Personal tools
You are here: Home / Members / alex's Home / Syndicating things

Syndicating things

Filed under: , , , , ,
I recently had a bash at augmenting the Zope product RDFGrabber, making it work more easily with Zope page templates. I'm quite chuffed with the results.

Introduction

RDFGrabber is a Zope product for fetching, parsing, and storing RDF metadata in a Zope server, which can then be used for a whole bunch of interesting tasks:

  • syndicating and aggregating news from multiple sites;
  • pulling in information about events from multiple sources and presenting them in a single calendar (see the RDFCalendar product);
  • presenting a unified view of disparate information sources.

The last point is the one I'm most interested in. As a brief example, say you're trying to buy the latest bit of techie kit and do a bit of googling to find reviews, prices and specifications. As always, there's not a single site that offers exactly the view you want: a list of dishwashers rated by their eco-friendliness, price, width and star-rating according to Which-Online.

In an ideal world, the various purveyors of syntactically dubious websites would add metadata to their pages, describing the fact that "this thing here, at this URL, is a dishwasher, and it costs £200". Coupled with a review saying: "the Whirlpool D100 is crap," it should be a simple matter to syndicate, aggregate and massage these facts together with all the others into a nice, simple table, telling you not to buy the Whirlpool.

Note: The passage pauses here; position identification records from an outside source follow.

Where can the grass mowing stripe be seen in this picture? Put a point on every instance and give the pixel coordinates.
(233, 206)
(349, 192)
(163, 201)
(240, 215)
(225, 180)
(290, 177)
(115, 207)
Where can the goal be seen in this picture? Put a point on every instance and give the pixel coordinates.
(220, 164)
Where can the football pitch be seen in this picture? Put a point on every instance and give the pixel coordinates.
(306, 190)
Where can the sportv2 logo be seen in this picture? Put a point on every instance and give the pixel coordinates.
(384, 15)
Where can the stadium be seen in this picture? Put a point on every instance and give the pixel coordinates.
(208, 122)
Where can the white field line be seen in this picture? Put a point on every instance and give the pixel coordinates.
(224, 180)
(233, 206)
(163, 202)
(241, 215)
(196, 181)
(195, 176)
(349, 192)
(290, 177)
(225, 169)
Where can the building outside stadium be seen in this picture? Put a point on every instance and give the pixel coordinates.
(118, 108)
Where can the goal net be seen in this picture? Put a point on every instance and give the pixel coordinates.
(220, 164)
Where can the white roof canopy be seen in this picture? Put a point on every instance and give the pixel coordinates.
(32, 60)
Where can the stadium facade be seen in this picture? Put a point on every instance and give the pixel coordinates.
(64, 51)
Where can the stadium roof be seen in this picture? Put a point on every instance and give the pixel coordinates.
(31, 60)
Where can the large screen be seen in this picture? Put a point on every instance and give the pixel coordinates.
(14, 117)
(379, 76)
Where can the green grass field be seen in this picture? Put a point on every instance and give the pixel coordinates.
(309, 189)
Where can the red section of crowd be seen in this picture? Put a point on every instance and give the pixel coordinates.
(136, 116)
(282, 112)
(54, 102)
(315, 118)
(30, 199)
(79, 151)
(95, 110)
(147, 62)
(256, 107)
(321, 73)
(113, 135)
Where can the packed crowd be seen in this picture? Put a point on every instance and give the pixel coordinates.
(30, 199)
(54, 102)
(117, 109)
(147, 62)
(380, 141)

We Don't Need No Lingua Franca

Indeed, no-one will want to agree on a single, unified language for describing these things. My idea of crapness is no doubt different to everyone-else's. The point of the SemanticWeb and RDF is to give us a unified meta-language, the one that everyone seems to be able to agree on, and one which is rich enough to be able to express the sort of things I outlined above: the mind-map. More formally, a graph, whose nodes are "things" and edges "properties" relating those things together. The washing machine example might look something like this from a SemanticWeb perspective:

Which is nice.

Package Management

One of the things I've been pursuing is ways to make it easier for me to administer linux boxes with different requirements for packages, ensuring that they stay up-to-date and that I can build packages, publish them, and install them as simply as possible. I've been using apt-get for this, and it works rather well.

A couple of the things I want to be able to do are:

  • Generate a list of the most recent RPMs, their titles and version numbers, along with a tooltip showing the most recent change.
  • Create a report of the packages which are out of date with respect to the latest version reported on their creator's web-page.

A requirement on these stories is that the repository of packages I've wrapped up is on a server in my loft, for ease of local testing, while the reports are to be served up on a remote server running Zope.

Add to that the fact that no-one yet uses any kind of semantic mark-up which will make life any easier to figure out the latest releases from all the different web-sites hosting all the different sources.

So I need a generic, universal model, which can cope with the different representations used, use a universal way of pointing to things and making assertions about them, along with a decent way of moving information in that universal model around. It's actually easier to say "RDF" than repeat that sentence too often.

Package Metadata

Usefully, RPMs have a decent amount of metadata stored in them, and python bindings abound for making use of that metadata. I wrote a quick python script, to be used from Zope as an external method, which pulls out the interesting metadata from all packages under a particular directory.

Once the information is available to Zope, it's a simple matter to create RDF using a page template. The (currently notional) schema I'm using for RPMs is fairly flat. Typical metadata for a package might look like the following:

The interesting bit here is the link off to the original source for the package, rpm:url. This gives us a unique ID for talking about Zope, and allows us to start making statements about Zope releases.

Release Metadata

It would be wonderful if everyone were already using the semantic web and making available information about what is on various web pages. In the meantime, since RDF allows "anyone to say anything about anything", we just have to do it ourselves.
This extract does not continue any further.